Because if a picture paints a thousand words, that face portrays a billion.
"Come As You Are" Stats:
Horatio's (croaky) Send-Off Into Credits:
Frank: Somebody wanted us to think our vic died here in this playground war.
Horatio: Frank, the war may be staged, but the murder is real.
Roger Daltrey: YEEEEEEEAAAAAAAHHHHHHHHH!!!!!
Ripped-Off Plot of the Week: Boomtown? Boomtown? Really? I'm glad they didn't wreck my memories of good movies, but even so, I'm also a bit disappointed. Why didn't they rip off Three Kings? H trying to solve the theft of Saddam's gold? That would have been magical.
Natalia's Awful Blouse of the Week: : Seriously, is the wardrobe department playing some kind of game here? This one looks like a Magic Eye painting. Or something William Morris designed in the depths of absinthe fever.
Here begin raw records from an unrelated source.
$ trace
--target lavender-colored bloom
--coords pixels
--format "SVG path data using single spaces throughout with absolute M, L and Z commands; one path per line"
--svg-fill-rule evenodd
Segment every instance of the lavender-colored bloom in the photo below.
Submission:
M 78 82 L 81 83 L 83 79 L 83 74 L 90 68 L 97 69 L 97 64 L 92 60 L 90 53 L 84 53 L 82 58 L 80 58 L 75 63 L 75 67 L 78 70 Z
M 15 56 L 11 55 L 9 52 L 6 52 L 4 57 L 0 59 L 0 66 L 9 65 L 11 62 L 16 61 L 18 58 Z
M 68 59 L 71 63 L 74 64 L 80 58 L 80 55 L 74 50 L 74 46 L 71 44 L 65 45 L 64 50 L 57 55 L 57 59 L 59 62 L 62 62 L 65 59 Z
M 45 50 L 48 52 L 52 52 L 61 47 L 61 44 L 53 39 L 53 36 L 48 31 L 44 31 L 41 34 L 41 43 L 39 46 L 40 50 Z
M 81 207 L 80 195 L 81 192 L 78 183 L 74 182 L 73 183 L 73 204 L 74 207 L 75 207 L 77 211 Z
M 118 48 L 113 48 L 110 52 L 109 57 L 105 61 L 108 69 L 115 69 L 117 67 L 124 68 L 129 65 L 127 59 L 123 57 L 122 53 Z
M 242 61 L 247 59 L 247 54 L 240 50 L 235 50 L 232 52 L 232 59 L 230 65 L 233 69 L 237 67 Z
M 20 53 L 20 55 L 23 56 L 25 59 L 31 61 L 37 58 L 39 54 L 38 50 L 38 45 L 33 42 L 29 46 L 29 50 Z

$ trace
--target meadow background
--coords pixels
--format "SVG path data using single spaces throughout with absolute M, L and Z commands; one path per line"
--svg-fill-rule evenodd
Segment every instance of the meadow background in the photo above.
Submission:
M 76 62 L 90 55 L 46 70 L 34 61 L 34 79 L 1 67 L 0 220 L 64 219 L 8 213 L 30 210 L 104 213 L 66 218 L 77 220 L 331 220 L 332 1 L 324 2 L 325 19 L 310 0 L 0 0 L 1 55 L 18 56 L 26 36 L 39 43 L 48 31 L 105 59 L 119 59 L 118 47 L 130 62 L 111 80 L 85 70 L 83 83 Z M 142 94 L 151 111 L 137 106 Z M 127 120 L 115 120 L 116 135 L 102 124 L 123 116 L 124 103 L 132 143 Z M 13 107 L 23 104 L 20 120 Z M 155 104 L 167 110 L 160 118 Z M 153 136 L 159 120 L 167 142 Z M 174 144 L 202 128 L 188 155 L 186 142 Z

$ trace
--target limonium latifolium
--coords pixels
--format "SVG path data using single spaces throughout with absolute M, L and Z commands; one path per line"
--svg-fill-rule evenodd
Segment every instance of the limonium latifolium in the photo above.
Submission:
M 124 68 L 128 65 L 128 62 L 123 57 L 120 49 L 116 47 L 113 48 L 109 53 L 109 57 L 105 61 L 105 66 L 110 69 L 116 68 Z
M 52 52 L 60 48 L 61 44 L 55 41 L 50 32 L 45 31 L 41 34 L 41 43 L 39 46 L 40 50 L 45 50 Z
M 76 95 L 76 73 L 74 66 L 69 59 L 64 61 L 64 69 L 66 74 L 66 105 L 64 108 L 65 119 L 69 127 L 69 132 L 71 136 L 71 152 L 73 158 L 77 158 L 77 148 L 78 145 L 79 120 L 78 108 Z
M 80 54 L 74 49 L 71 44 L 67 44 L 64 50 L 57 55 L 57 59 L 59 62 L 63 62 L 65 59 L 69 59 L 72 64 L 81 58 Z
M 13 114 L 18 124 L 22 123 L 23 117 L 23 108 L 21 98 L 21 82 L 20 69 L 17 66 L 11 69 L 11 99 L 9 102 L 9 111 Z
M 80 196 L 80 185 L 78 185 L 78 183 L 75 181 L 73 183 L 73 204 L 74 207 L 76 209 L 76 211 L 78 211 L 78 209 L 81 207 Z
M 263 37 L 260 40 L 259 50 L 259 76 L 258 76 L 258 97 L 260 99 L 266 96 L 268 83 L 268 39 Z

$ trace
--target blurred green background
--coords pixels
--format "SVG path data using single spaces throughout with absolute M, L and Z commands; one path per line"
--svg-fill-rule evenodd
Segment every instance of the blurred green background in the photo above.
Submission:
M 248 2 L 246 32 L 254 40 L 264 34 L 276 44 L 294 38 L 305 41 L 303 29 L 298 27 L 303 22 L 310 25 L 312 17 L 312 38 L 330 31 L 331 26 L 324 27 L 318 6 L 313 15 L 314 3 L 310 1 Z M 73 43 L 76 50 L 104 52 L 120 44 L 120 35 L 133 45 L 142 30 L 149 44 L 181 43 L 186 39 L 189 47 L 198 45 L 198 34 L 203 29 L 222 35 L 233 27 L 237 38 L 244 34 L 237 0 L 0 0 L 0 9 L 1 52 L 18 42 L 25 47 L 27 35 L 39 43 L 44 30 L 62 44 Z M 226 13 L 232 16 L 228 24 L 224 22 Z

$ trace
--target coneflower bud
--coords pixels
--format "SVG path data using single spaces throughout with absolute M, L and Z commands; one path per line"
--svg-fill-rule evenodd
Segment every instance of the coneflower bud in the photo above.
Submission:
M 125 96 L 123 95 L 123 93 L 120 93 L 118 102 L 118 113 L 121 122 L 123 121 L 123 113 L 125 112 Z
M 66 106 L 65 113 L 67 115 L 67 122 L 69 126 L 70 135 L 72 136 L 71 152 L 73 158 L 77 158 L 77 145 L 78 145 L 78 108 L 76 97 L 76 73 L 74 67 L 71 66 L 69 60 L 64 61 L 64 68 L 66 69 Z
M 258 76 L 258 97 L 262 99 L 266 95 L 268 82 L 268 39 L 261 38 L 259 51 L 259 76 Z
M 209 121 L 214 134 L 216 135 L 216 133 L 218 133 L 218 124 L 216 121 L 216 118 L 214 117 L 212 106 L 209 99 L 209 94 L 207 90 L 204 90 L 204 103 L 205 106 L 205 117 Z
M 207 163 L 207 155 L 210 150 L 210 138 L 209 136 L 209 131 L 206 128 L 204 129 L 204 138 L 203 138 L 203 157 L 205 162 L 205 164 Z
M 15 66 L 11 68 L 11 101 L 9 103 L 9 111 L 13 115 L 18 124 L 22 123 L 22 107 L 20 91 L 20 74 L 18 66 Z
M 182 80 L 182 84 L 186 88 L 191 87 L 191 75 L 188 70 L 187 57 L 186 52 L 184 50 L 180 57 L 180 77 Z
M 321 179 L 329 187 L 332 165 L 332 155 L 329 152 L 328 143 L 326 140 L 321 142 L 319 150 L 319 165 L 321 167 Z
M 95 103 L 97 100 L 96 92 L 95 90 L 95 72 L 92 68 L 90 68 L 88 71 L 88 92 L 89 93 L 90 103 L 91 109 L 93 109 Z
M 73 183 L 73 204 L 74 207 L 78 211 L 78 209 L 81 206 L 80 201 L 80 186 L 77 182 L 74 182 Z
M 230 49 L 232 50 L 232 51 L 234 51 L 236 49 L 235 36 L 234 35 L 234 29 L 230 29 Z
Number of Caruso Two-Steps: Five.
Snottiest Behaviour From Wolfe: Besides intimidating a grieving widow with accusations of drug-dealing and faking a crime scene, he also talks down to the dodgy recruiter at length. The man would be able to fit Wolfe in his pocket, so I guess +10 points for bravado, but -100 points for being such an obnoxious little creep.
Creepiest line from Wolfe: Asking Calleigh how she got her hot little hands on a terrorist watchlist. Wolfe, just leave the women alone. They don't need your kind of "attention".